Sont ici approchées, avec force détails, l’intimité familiale (corsetée) et ses frères, les travailleurs urbains, l’espace public avec ses passants, la silhouette masculine moderne, les hommes au balcon, en intérieur ou nus à leur toilette, dotés de fesses athlétiques !, ou encore les sportsmen, le canotage et les régates.

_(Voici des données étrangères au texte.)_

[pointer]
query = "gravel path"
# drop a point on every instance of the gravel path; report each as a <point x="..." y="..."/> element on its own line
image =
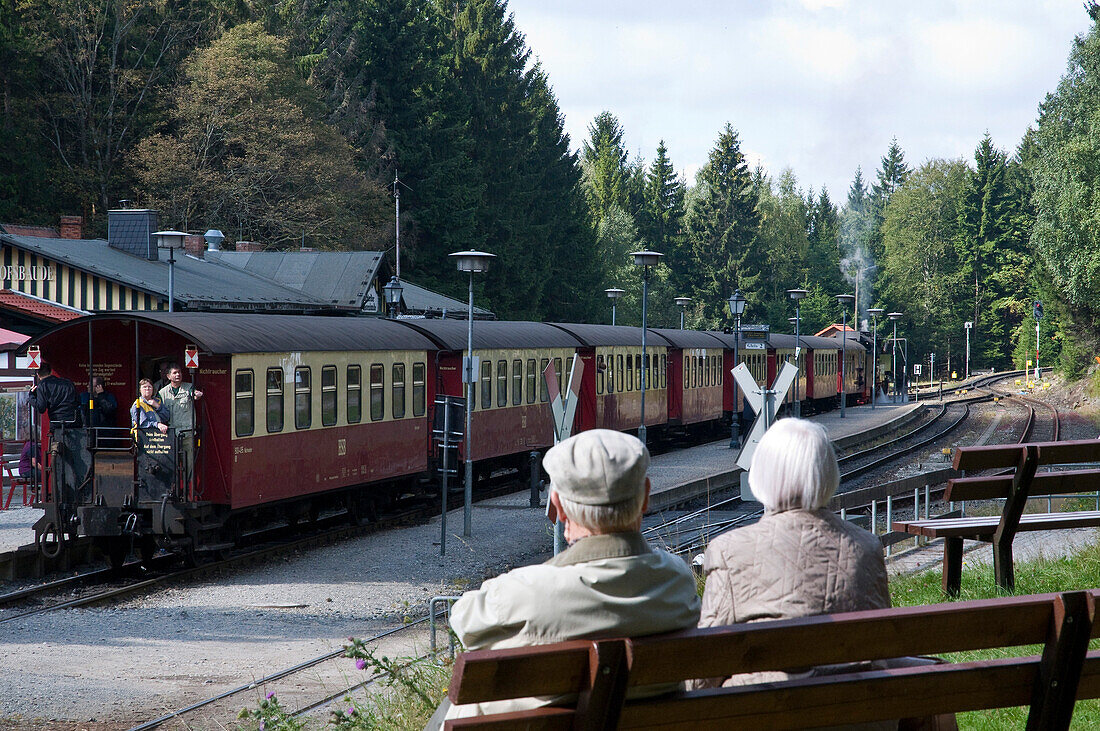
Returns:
<point x="112" y="667"/>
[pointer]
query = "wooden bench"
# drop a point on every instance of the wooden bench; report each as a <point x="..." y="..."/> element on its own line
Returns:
<point x="1015" y="488"/>
<point x="600" y="673"/>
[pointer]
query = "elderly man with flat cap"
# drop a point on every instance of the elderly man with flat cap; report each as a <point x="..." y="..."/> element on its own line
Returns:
<point x="608" y="583"/>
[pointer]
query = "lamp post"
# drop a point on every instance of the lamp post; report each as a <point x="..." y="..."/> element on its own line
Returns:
<point x="393" y="294"/>
<point x="875" y="312"/>
<point x="845" y="300"/>
<point x="682" y="303"/>
<point x="968" y="325"/>
<point x="645" y="259"/>
<point x="798" y="295"/>
<point x="171" y="241"/>
<point x="472" y="262"/>
<point x="614" y="295"/>
<point x="737" y="303"/>
<point x="893" y="358"/>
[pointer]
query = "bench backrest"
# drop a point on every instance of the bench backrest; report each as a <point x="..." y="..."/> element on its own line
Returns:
<point x="1025" y="458"/>
<point x="601" y="672"/>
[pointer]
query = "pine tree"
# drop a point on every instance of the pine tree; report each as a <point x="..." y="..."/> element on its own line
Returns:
<point x="661" y="219"/>
<point x="607" y="174"/>
<point x="723" y="228"/>
<point x="985" y="229"/>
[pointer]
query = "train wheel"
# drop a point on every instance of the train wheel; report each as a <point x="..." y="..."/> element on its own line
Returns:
<point x="117" y="550"/>
<point x="147" y="550"/>
<point x="50" y="541"/>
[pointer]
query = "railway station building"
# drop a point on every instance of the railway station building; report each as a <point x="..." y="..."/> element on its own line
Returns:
<point x="53" y="275"/>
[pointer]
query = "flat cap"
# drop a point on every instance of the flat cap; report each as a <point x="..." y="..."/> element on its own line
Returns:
<point x="597" y="467"/>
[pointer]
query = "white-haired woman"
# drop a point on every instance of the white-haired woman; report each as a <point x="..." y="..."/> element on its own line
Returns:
<point x="800" y="560"/>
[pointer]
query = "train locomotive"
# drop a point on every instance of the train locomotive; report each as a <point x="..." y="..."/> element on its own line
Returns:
<point x="308" y="413"/>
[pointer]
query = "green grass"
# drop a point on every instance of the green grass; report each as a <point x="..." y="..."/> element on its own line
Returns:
<point x="1080" y="571"/>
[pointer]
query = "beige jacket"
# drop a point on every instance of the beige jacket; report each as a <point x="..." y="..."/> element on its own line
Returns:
<point x="796" y="563"/>
<point x="602" y="586"/>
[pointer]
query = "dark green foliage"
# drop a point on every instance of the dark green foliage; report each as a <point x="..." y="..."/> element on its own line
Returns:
<point x="1063" y="159"/>
<point x="722" y="229"/>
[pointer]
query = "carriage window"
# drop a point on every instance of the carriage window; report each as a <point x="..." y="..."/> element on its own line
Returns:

Sachant qu’il est tout de même bon de signaler, ouf, que la présence de figures féminines tout au long des chapitres de cette manifestation nous rappelle, notamment à travers la présence, au milieu du circuit, de son Nu au divan grandeur nature (vers 1880, huile sur toile naturaliste du Minneapolis Institute of Art, bien trop osée pour être exposée du vivant de l’artiste), que la singularité du regard de l’artiste s’applique tout autant à la gent masculine qu’à l’éternel féminin.
- Gustave Caillebotte (1848-1894), « Nu au divan », vers 1880, huile sur toile, 129,5 x 196,6 cm, Minneapolis Institute of Art, The John R. Van Derlip Fund
Au fait, qui était vraiment Gustave Caillebotte ? Et pourquoi son regard porté sur les hommes de son époque est-il encore fascinant de nos jours ? En début de parcours, un panneau explicatif, affichant en lettres majuscules le titre suivant « CAILLEBOTTE. PEINDRE LES HOMMES », noirs rappelle combien cet homme, au profil varié et mouvant (à la fois bourgeois, peintre, amateur, sportif, collectionneur, célibataire), s'interrogeait énormément sur sa propre identité (d'homme) alors que triomphaient, au même moment, dans une France où les sphères masculines et féminines sont plus que jamais différenciées, la virilité militaire, le patriarcat bourgeois et la fraternité républicaine, même si, en parallèle, on s'aperçoit que c'est un temps « chamboulé » par le mouvement, bienvenu, d'émancipation des femmes, s'accompagnant aussi de certaines « revendications » homosexuelles du côté des deux sexes : masculin/féminin, même combat pour s'affirmer.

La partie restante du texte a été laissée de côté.